Case Study
Passage with linked questions
Case Set 1
Case AnalysisPassage
Riya is a student studying semiconductor devices in her physics lab. Her teacher explains that in pure silicon at room temperature, some electrons gain thermal energy and jump from the valence band to the conduction band, leaving behind vacancies called holes. Riya notes that in this pure (intrinsic) silicon, the number of free electrons equals the number of holes. When she measures the resistivity, she finds it is much lower than an insulator but much higher than a metal. The teacher further explains that the energy band gap for silicon is 1.1 eV, which is small enough for thermal excitation at room temperature, unlike carbon (diamond) whose band gap is 5.4 eV, making it a perfect insulator under normal conditions.
Question 1: What is the condition for charge carrier concentration in an intrinsic semiconductor?
- In an intrinsic semiconductor, the number of free electrons (ne) equals the number of holes (nh), i.e., ne = nh = ni, where ni is the intrinsic carrier concentration.
- This equality arises because every time a valence electron is thermally excited to the conduction band, it leaves behind exactly one hole in the valence band.
Question 2: Why does carbon (diamond) behave as an insulator while silicon behaves as an intrinsic semiconductor at room temperature?
- Carbon has a very large energy band gap of 5.4 eV, which is too large for thermal energy at room temperature to excite electrons from the valence band to the conduction band.

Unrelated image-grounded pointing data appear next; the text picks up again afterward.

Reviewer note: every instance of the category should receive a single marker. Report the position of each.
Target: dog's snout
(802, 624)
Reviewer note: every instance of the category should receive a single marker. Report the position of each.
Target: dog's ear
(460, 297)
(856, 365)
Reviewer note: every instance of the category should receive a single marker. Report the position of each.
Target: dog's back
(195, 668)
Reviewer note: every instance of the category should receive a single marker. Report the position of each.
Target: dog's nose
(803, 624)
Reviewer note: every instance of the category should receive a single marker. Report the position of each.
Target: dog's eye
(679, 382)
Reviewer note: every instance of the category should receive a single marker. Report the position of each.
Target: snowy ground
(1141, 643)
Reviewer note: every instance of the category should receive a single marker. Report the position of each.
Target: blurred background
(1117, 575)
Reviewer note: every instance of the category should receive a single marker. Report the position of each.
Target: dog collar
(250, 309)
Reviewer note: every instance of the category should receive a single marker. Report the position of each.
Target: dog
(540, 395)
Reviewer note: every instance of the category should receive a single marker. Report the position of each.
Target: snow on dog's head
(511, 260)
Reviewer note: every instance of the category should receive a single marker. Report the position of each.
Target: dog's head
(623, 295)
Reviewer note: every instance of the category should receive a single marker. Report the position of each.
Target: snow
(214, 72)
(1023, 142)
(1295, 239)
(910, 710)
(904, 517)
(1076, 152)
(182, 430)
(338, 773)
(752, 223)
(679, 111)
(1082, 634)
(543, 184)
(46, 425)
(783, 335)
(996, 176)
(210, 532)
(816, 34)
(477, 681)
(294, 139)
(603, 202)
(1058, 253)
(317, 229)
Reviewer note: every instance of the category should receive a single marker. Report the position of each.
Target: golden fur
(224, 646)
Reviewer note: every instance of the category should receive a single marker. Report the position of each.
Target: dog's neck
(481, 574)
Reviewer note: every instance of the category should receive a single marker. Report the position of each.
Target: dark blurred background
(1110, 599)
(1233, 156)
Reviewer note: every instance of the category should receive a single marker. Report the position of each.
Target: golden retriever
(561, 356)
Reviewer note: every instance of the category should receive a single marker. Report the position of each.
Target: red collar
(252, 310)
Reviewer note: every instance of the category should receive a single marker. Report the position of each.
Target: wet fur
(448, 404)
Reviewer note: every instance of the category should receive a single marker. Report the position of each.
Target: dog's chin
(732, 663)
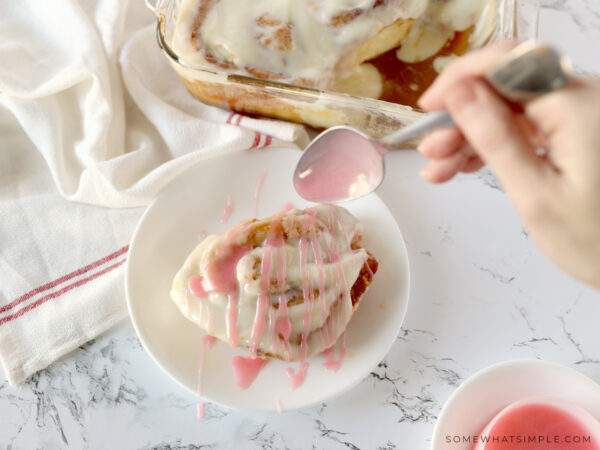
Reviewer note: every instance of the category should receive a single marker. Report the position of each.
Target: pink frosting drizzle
(259, 184)
(297, 379)
(196, 287)
(207, 341)
(227, 210)
(246, 370)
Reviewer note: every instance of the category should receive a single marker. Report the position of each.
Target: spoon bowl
(343, 163)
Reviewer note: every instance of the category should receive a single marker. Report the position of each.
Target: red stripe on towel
(268, 142)
(257, 139)
(62, 279)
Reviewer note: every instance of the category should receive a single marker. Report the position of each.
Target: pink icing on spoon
(227, 210)
(297, 379)
(264, 298)
(246, 370)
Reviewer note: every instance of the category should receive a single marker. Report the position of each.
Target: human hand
(557, 192)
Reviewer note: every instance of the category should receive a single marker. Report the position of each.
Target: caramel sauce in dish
(386, 49)
(284, 287)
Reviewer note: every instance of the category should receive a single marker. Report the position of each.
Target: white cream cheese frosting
(279, 287)
(304, 40)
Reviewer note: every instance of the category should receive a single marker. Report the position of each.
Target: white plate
(170, 229)
(480, 397)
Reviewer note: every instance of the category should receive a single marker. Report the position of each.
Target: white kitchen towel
(93, 123)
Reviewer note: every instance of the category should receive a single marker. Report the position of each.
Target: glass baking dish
(314, 107)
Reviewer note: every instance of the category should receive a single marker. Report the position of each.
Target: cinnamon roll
(340, 45)
(283, 287)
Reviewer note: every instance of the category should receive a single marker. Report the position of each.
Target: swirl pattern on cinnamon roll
(284, 287)
(323, 44)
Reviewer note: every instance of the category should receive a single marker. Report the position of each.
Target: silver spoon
(343, 163)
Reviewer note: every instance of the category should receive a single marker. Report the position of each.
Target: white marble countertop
(481, 293)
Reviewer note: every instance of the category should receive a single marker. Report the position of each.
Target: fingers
(494, 132)
(472, 65)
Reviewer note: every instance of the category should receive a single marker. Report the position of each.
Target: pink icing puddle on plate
(540, 424)
(332, 363)
(297, 379)
(227, 210)
(207, 341)
(196, 287)
(259, 184)
(221, 277)
(245, 370)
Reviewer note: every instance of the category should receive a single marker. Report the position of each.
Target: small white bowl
(479, 398)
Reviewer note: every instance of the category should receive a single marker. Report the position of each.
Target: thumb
(491, 128)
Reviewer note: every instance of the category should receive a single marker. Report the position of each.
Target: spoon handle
(409, 133)
(528, 71)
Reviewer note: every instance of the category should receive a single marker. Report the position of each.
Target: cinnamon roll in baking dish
(362, 47)
(284, 287)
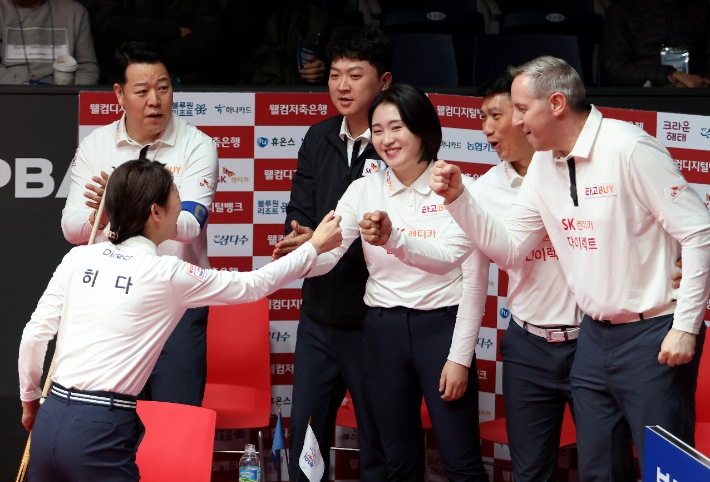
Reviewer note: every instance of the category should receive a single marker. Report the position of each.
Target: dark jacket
(635, 30)
(192, 56)
(321, 178)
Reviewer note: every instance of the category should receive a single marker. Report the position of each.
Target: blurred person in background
(282, 42)
(187, 30)
(635, 33)
(34, 33)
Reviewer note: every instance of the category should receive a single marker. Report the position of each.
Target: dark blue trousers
(180, 374)
(329, 362)
(536, 387)
(619, 388)
(77, 442)
(405, 351)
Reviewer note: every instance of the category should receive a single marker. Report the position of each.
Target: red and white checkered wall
(258, 136)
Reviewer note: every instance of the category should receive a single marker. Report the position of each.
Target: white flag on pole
(311, 462)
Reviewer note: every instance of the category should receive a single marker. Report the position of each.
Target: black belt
(404, 309)
(102, 399)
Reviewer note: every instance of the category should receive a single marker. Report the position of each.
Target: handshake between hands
(445, 180)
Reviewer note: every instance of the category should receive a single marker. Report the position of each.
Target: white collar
(345, 133)
(394, 185)
(140, 242)
(512, 176)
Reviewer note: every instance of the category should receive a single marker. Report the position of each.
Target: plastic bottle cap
(66, 63)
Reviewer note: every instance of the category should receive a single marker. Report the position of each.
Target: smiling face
(353, 85)
(507, 140)
(147, 98)
(393, 141)
(533, 115)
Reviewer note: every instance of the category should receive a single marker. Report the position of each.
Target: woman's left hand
(454, 380)
(29, 413)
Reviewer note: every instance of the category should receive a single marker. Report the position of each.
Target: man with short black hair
(619, 213)
(336, 152)
(539, 344)
(149, 129)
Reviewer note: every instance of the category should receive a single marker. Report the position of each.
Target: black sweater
(322, 177)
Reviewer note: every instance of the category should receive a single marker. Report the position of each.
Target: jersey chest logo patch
(373, 166)
(197, 272)
(602, 189)
(676, 189)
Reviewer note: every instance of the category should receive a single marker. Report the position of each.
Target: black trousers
(78, 442)
(619, 388)
(180, 374)
(536, 387)
(329, 362)
(405, 351)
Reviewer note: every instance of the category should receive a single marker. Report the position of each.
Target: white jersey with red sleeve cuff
(414, 269)
(114, 306)
(618, 247)
(189, 154)
(538, 292)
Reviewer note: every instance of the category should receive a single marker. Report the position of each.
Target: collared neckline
(395, 186)
(512, 176)
(140, 242)
(586, 138)
(345, 133)
(168, 137)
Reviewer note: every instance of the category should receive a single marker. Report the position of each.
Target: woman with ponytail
(112, 305)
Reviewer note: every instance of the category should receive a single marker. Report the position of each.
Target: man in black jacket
(635, 31)
(336, 152)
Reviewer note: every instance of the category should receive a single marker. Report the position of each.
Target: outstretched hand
(446, 180)
(454, 380)
(678, 348)
(328, 234)
(94, 194)
(376, 228)
(295, 238)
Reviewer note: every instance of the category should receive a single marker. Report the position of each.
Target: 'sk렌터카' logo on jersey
(676, 189)
(604, 189)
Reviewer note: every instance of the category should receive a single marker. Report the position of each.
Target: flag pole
(298, 474)
(278, 469)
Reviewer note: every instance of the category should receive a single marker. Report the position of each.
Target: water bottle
(249, 469)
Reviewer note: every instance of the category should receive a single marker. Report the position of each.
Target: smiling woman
(418, 342)
(117, 304)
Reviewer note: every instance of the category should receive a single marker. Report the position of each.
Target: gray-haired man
(619, 213)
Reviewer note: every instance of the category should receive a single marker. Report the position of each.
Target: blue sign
(668, 459)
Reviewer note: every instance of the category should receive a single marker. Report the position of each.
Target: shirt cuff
(464, 360)
(311, 258)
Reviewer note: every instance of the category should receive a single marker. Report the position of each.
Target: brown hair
(132, 189)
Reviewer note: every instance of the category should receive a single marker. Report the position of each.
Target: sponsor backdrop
(258, 136)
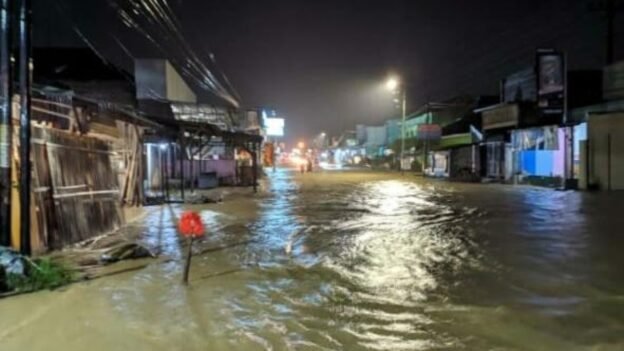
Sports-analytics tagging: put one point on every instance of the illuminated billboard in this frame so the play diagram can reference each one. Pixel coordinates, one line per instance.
(274, 126)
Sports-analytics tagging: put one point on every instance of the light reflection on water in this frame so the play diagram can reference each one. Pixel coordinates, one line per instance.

- Silicon has a smaller band gap of 1.1 eV, which allows a small number of electrons to be thermally excited to the conduction band, enabling limited electrical conduction.
Question 3: Describe the mechanism of hole current in an intrinsic semiconductor. How is hole motion different from electron motion?
- When a covalent bond is broken due to thermal energy, a free electron and a hole are created. The hole is a vacancy in the covalent bond with an effective positive charge.
- Under an applied electric field, electrons from adjacent covalent bonds jump to fill the hole, effectively making the hole appear to move in the direction opposite to the electron flow — towards the negative terminal.
- Hole motion is thus a description of the collective movement of bound electrons filling vacancies, whereas free electron motion in the conduction band is the independent movement of liberated electrons. The total current I = Ie + Ih.